Ollama v0.30.0 shifts to direct llama.cpp support, adds GGUF and MLX
GGML is out, GGUF and MLX are in — massive architecture change for local AI.
Ollama's v0.30.0 pre-release marks a fundamental architecture change: the project now directly supports llama.cpp instead of building on GGML. This shift brings full compatibility with the GGUF file format, which is the current standard for quantized models from llama.cpp. Additionally, Ollama now leverages Apple's MLX framework to accelerate model inference on Apple Silicon (M1, M2, M3), promising faster local runs for Mac users.
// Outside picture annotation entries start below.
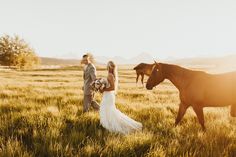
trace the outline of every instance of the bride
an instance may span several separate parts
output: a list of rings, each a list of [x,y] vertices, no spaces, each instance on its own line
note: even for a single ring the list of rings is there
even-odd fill
[[[103,93],[100,105],[100,123],[111,132],[128,134],[142,129],[142,124],[136,122],[115,106],[115,94],[118,87],[117,68],[113,61],[107,64],[108,77],[110,84],[108,88],[101,90]]]

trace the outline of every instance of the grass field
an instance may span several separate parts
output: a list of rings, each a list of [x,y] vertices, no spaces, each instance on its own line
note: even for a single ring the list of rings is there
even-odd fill
[[[147,91],[133,70],[119,76],[117,108],[142,122],[142,132],[109,133],[97,112],[82,114],[79,69],[0,71],[0,156],[236,156],[229,108],[204,109],[205,133],[191,108],[174,127],[179,98],[170,82]]]

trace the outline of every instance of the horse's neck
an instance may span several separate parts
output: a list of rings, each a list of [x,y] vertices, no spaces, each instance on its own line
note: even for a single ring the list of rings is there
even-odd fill
[[[162,66],[162,68],[165,78],[170,80],[178,90],[182,90],[187,81],[184,79],[184,73],[186,73],[187,70],[175,65],[167,64]]]

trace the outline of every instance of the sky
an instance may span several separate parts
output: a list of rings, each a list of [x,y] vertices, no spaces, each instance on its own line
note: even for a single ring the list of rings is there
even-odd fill
[[[235,0],[0,0],[0,21],[45,57],[236,54]]]

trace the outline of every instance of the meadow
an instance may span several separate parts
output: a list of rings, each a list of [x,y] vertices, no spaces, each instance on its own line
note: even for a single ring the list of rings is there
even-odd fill
[[[236,118],[228,107],[204,109],[206,132],[192,108],[175,127],[177,89],[165,81],[147,91],[136,86],[132,67],[121,67],[117,108],[144,127],[110,133],[98,112],[82,114],[82,74],[81,68],[1,70],[0,156],[236,156]],[[98,68],[98,77],[106,74]]]

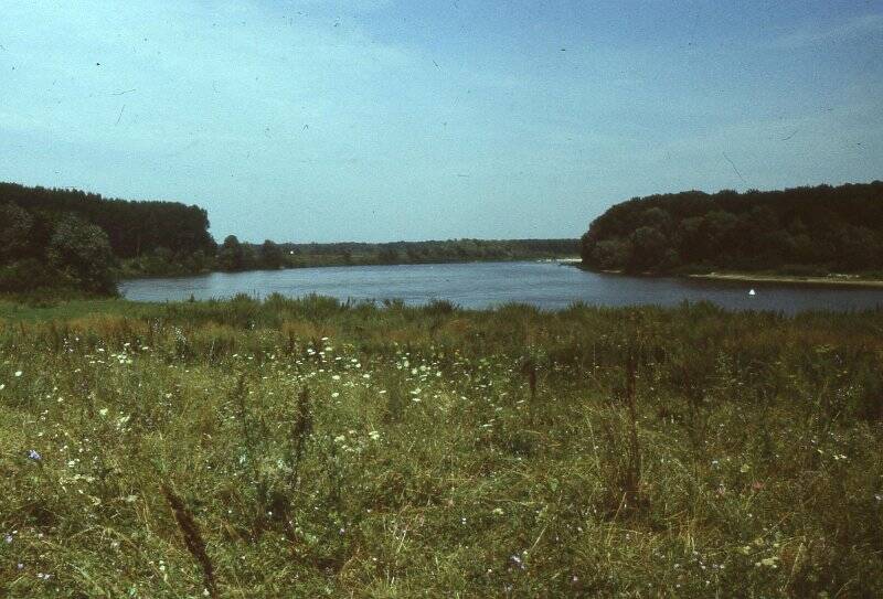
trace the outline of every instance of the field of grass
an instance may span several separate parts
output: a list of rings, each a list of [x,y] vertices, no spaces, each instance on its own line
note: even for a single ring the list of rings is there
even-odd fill
[[[883,311],[0,303],[3,597],[881,597]]]

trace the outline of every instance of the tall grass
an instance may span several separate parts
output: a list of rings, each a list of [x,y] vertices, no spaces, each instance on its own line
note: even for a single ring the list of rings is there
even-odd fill
[[[883,312],[0,307],[0,596],[883,595]]]

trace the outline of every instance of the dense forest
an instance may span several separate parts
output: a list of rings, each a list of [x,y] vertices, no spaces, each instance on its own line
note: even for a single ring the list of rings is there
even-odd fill
[[[586,267],[794,275],[883,268],[883,182],[635,197],[582,238]]]
[[[307,266],[576,256],[577,239],[216,244],[205,210],[0,183],[0,291],[113,292],[118,278]]]

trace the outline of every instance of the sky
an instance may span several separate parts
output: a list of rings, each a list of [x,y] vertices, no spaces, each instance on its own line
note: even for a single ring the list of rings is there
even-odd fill
[[[883,0],[3,2],[0,181],[217,239],[577,237],[883,179]]]

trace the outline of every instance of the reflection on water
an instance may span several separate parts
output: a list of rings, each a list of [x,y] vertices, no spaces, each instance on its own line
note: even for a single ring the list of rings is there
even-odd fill
[[[749,296],[754,288],[756,293]],[[883,289],[805,287],[680,278],[625,277],[587,272],[556,263],[470,263],[444,265],[350,266],[214,272],[198,277],[125,281],[123,295],[138,301],[228,298],[236,293],[342,300],[402,299],[425,303],[444,299],[464,308],[507,302],[544,309],[574,301],[594,306],[673,306],[711,301],[732,310],[861,310],[883,306]]]

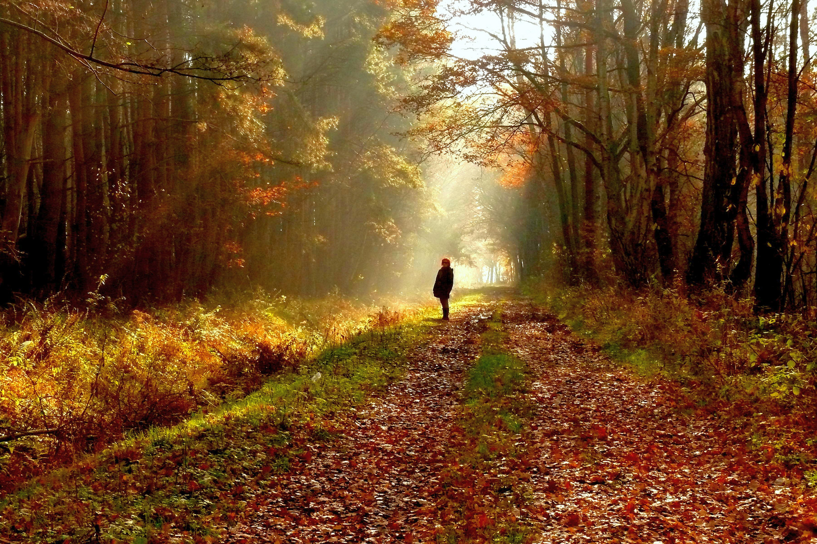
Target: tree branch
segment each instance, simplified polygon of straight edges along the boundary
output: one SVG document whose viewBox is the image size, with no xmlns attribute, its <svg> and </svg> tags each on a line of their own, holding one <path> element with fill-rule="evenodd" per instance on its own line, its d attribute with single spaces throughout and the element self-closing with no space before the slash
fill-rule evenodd
<svg viewBox="0 0 817 544">
<path fill-rule="evenodd" d="M 138 63 L 135 61 L 130 62 L 119 62 L 112 63 L 106 60 L 102 60 L 93 56 L 93 47 L 92 46 L 92 55 L 85 55 L 81 53 L 76 49 L 63 43 L 60 40 L 56 39 L 46 34 L 45 33 L 33 29 L 23 23 L 17 22 L 16 20 L 11 20 L 11 19 L 6 19 L 4 17 L 0 17 L 0 23 L 5 23 L 9 26 L 13 26 L 16 29 L 20 29 L 25 32 L 30 33 L 41 38 L 48 43 L 55 46 L 56 47 L 62 50 L 64 52 L 67 53 L 74 59 L 79 60 L 81 63 L 87 66 L 87 63 L 96 64 L 98 66 L 104 66 L 105 68 L 109 68 L 114 70 L 118 70 L 120 72 L 125 72 L 127 73 L 133 73 L 141 76 L 151 76 L 153 77 L 162 77 L 167 73 L 172 73 L 177 76 L 182 76 L 184 77 L 190 77 L 192 79 L 203 79 L 205 81 L 213 82 L 214 83 L 219 84 L 224 82 L 240 82 L 242 80 L 251 80 L 251 81 L 261 81 L 259 78 L 251 77 L 250 76 L 242 73 L 238 75 L 223 75 L 223 76 L 207 76 L 200 75 L 197 73 L 191 73 L 189 70 L 181 69 L 177 67 L 163 67 L 163 66 L 154 66 L 153 64 Z M 101 20 L 100 21 L 101 24 Z M 96 36 L 94 38 L 96 42 Z M 178 65 L 177 65 L 178 66 Z M 198 69 L 201 71 L 206 71 L 205 69 Z"/>
</svg>

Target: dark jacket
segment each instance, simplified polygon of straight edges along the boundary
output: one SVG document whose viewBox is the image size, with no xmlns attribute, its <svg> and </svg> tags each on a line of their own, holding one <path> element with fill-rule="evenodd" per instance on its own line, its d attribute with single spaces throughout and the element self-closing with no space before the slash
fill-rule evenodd
<svg viewBox="0 0 817 544">
<path fill-rule="evenodd" d="M 434 281 L 434 296 L 438 299 L 449 299 L 453 286 L 454 269 L 451 267 L 443 267 L 437 272 L 437 279 Z"/>
</svg>

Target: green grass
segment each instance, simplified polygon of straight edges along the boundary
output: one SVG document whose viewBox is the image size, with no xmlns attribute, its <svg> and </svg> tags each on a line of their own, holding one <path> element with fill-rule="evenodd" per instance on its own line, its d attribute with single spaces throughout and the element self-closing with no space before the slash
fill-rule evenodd
<svg viewBox="0 0 817 544">
<path fill-rule="evenodd" d="M 434 315 L 355 336 L 243 399 L 31 481 L 0 500 L 0 541 L 216 542 L 253 511 L 272 475 L 297 470 L 310 444 L 333 440 L 333 414 L 402 374 Z"/>
<path fill-rule="evenodd" d="M 480 335 L 482 352 L 466 375 L 462 409 L 456 423 L 466 440 L 462 449 L 453 452 L 458 462 L 443 476 L 450 486 L 448 493 L 457 520 L 437 535 L 438 542 L 468 542 L 474 534 L 495 544 L 530 541 L 529 530 L 511 514 L 526 500 L 527 487 L 519 471 L 508 468 L 524 470 L 517 465 L 526 453 L 520 435 L 527 431 L 533 409 L 525 395 L 527 367 L 503 344 L 507 334 L 501 310 L 494 312 L 487 325 Z M 495 475 L 493 483 L 480 493 L 489 498 L 462 494 L 462 487 L 467 484 L 463 482 L 489 475 Z M 472 511 L 477 498 L 480 506 Z M 476 521 L 486 515 L 484 524 Z"/>
</svg>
Installation is straightforward: Mac/Linux users run the modified curl script with OLLAMA_VERSION=0.30.0-rc20; Windows users set the environment variable and invoke the PowerShell installer. However, two known limitations exist: the laguna-xs.2 model and the llama3.2-vision model are not yet supported in this pre-release. The team is actively seeking community feedback on performance changes, new errors or crashes, and memory utilization improvements or regressions. This release is a significant step forward for local AI deployment.
- Architecture change from GGML to direct llama.cpp support, aligning with GGUF format
- MLX integration for faster inference on Apple Silicon (M-series chips)
- Known limitation: laguna-xs.2 and llama3.2-vision models not yet supported
Why It Matters
Simplifies model compatibility and boosts performance on Mac, but minor model gaps remain.